L'IA generativa ci permetterebbe di trasformare quei parchi a tema in ecosistemi viventi. Certo, c'è il rischio che un NPC dica una sciocchezza. C'è il rischio che la narrazione prenda una piega inaspettata. Ma non è forse questo il bello del gioco di ruolo cartaceo? Quando giochiamo a Dungeons & Dragons, il Dungeon Master umano improvvisa (io lo facevo ogni tanto). A volte sbaglia, a volte crea incoerenze, ma la libertà che ne deriva è certamente meglio di qualsiasi altra situazione prevista, non trovate?

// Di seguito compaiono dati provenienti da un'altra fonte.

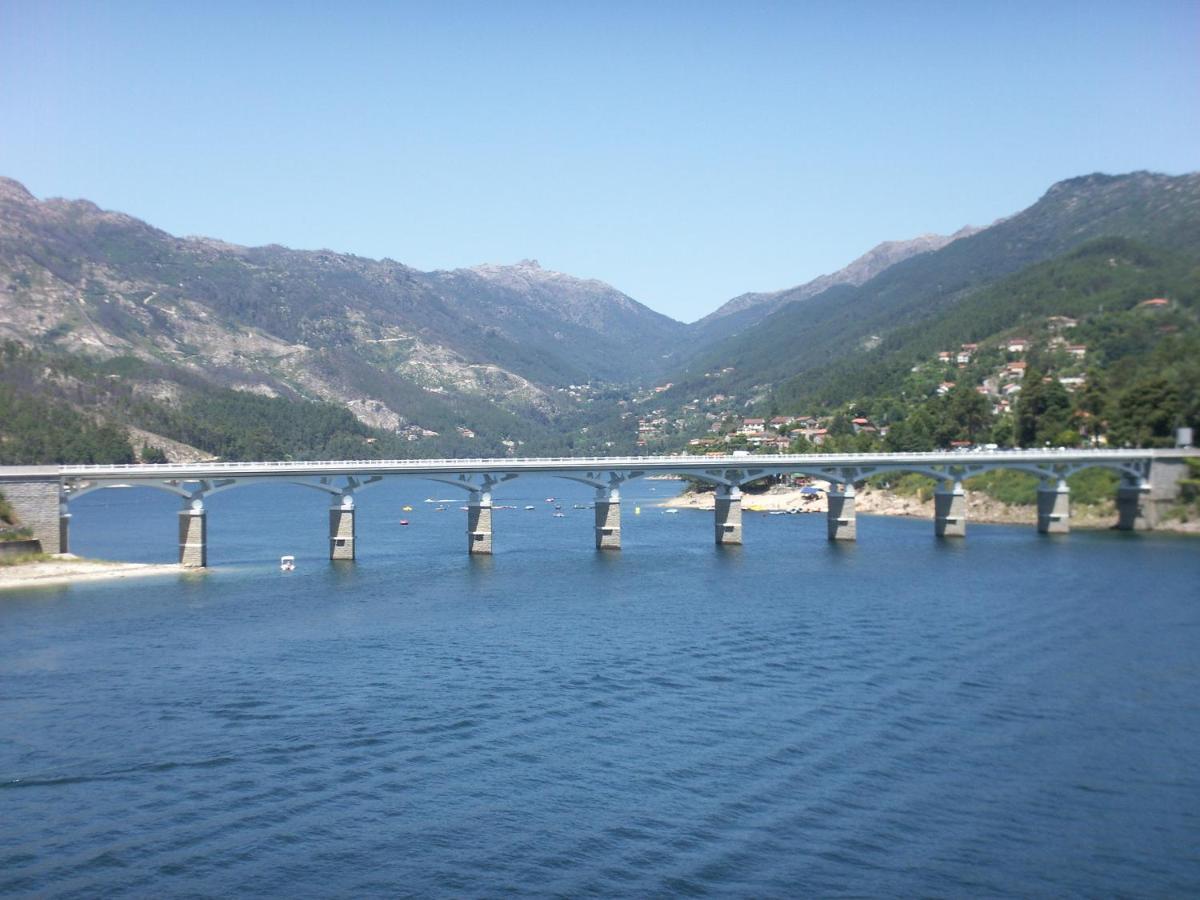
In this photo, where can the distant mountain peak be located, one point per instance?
(12, 190)
(867, 267)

Ecco, secondo me l'IA generativa aspira a essere quel Dungeon Master infinito. Un sistema capace di adattare la storia alle nostre azioni folli, invece di bloccarci con muri invisibili o risposte pre-registrate che dicono "Non posso farlo".
Evolvere o morire
I videogiochi stanno diventando sempre più costosi e lunghi da produrre, eppure l'esperienza utente (specialmente negli open world) è spesso stagnante e noiosa. A mio parere, l'IA generativa è la chiave per rompere questo stallo.
Ovviamente, non dobbiamo accettare le implementazioni scadenti come Where Winds Meet come lo standard, ma dobbiamo vederle per quello che sono: i primi passi incerti di un bambino che sta imparando a camminare. C'è bisogno di "regia", come dice la mia collega? Assolutamente sì. C'è bisogno di controllo? Certamente. Ma dire che l'IA è una "scorciatoia pericolosa" significa non vedere dove potrebbe portare.
Non penso proprio che l'IA generativa sia una scorciatoia per fare meno lavoro; è uno strumento per fare un lavoro che prima era impossibile. È la tecnologia che trasformerà i videogiochi da sequenze di script a mondi simulati.
E se il prezzo da pagare per questa rivoluzione è sopportare qualche anno di dialoghi strani sul ketchup mentre affiniamo la tecnologia, beh, io sono disposto anche a pagarlo. Perché dall'altra parte di tutto questo c'è il videogioco che abbiamo sempre sognato da quando eravamo bambini: un mondo che, finalmente, ci guarda negli occhi e ci risponde davvero.